Decision tree predictions for NEW data

New_to_Knime_001 · March 1, 2016, 5:39am

First, great work and great product!

Having difficulty obtaining predictions from a SECOND set of data not used for training and testing. The target attribute in the SECOND data set contains blanks, and it appears the predictor is ignoring decision attribute data.

Data set one partitioned to train and validate (test) a decision tree. Validation results are good.

Data set two submitted to Predictor node;

1) If the target column is blank, all the Predictions are the same.

2) If I place dummy data in the target attribute column, predictions seem to
relate to dummy target data rather than the attributes used for classifying.

How do I submit NEW attribute data to a predictor to obtain target attribute predictions?
Using Decision Tree Learner / Predictor
In first data set, numerical data was binned to create nominal target atribute (e.g. "Bin 5").

Found related threads and tried several recommendations, still stuck.

ferry.abt · March 1, 2016, 9:56am

Hello New_to_Knime_001,

One possibility is that your second set of data differs extremely from your trainings-/validation-data, but in this case, where the target attribute influences the prediction, this seems not to be the reason.

Have you compared your table specs? There might be a naming confusion.

Is it possible to provide your workflow and a little bit of data so we can better understand what's going on?
Otherwise it could be helpful to see the "Spec"-tab of the data your trainings data before you feed it into the learner and your test data right before the predictor.

Best,
Ferry

New_to_Knime_001 · March 1, 2016, 4:58pm

Hi Ferry,

Thank you for your comments.
Both data sets are from an Excel workbook; data structure and column headings are the same but data content is different.

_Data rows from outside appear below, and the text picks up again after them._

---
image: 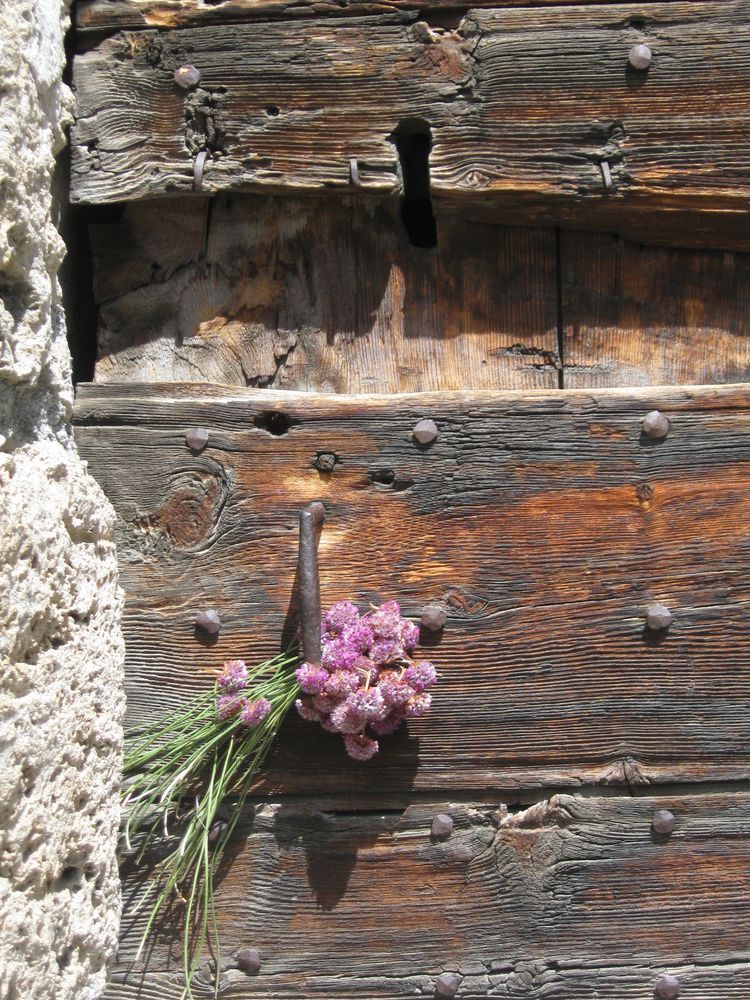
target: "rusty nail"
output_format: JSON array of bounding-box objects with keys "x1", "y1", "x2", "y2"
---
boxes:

When I double click on the file reader of data set two, the "Settings" tab shows table spec and content.

The Settings tab of file reader for data set two shows that columns void of content (missing values) were all converted to "String" type, affecting ~ 15 - 20% of columns in data set two.

Summary:
Data set one (learn/test) and two (apply) have same column headings, but data type of ~ 20% of columns are different. This is consistent with your comment "second set of data differs extremely from your trainings-/validation-data". Will experiment and update thread.

Best,
New

ferry.abt · March 1, 2016, 5:08pm

Hi New,

I guess this is a misunderstanding, but do you really use the File Reader to read an xls-file or xlsx-file? This would explain a lot because the File Reader is not capable of doing that.

If you have xls- or xlsx-files you have to use the xls-reader.
But my personal experience is that it's much safer to save the spreadsheet as a csv-file and use the csv-reader.

Yes, please keep me posted. If you want you can provide your workflow respectively some example data and I will have a look at it as well.

Best,
Ferry

New_to_Knime_001 · March 1, 2016, 7:33pm

Hi Ferry,

Files were saved from Excel to .csv format.

I experimented, no success. Am now sanitizing, simplifying, and reducing. Will post soon.

Thanks,
New

New_to_Knime_001 · March 1, 2016, 9:40pm

Attached are documents related to thread; data files and summary with workflow image. Looking forward to hearing comments.

Thanks,
New

qqilihq · March 2, 2016, 8:46am

Hi,

I haven't tried with your actual data, but looking at the screenshot, currently, there seems to be one fundamental issue in your workflow: You're creating separate normalizations and binnings for your train and test data, so most likely you'll end up with completely differently preprocessed datasets. If you look at the normalizer and binner nodes, both have second output port, which gives you the calculated normalization/binning "model". Reuse this model which you created during training for your test/validation data with the "Normalizer (Apply)" and "Auto-Binner (Apply)" nodes:

String Manipulator

As you're learning Decision Trees, I would even suggest to try the whole workflow without any prior normalization and binning.

Hope that helps,
Philipp

bildschirmfoto_2016-03-02_um_08.29.12.png

ferry.abt · March 2, 2016, 11:52am

Hello New,

Phillipp is absolutely right, normalizing and binning has to be applied to your validation data as well. But in your case this is not the problem.

I tested your data and got the same result. Everything is in the same bin, although the similarity search yields different results. So I compared the decision tree (See Decision Tree View) with your test data. And there is the problem:

The primary split feature is Y_02, which is missing in your test data as well. Therefore the tree stops the evaluation before the first split and outputs the most probable class at this point.
If you remove Y_02 in your training data you get good looking results on your test data.

Best,
Ferry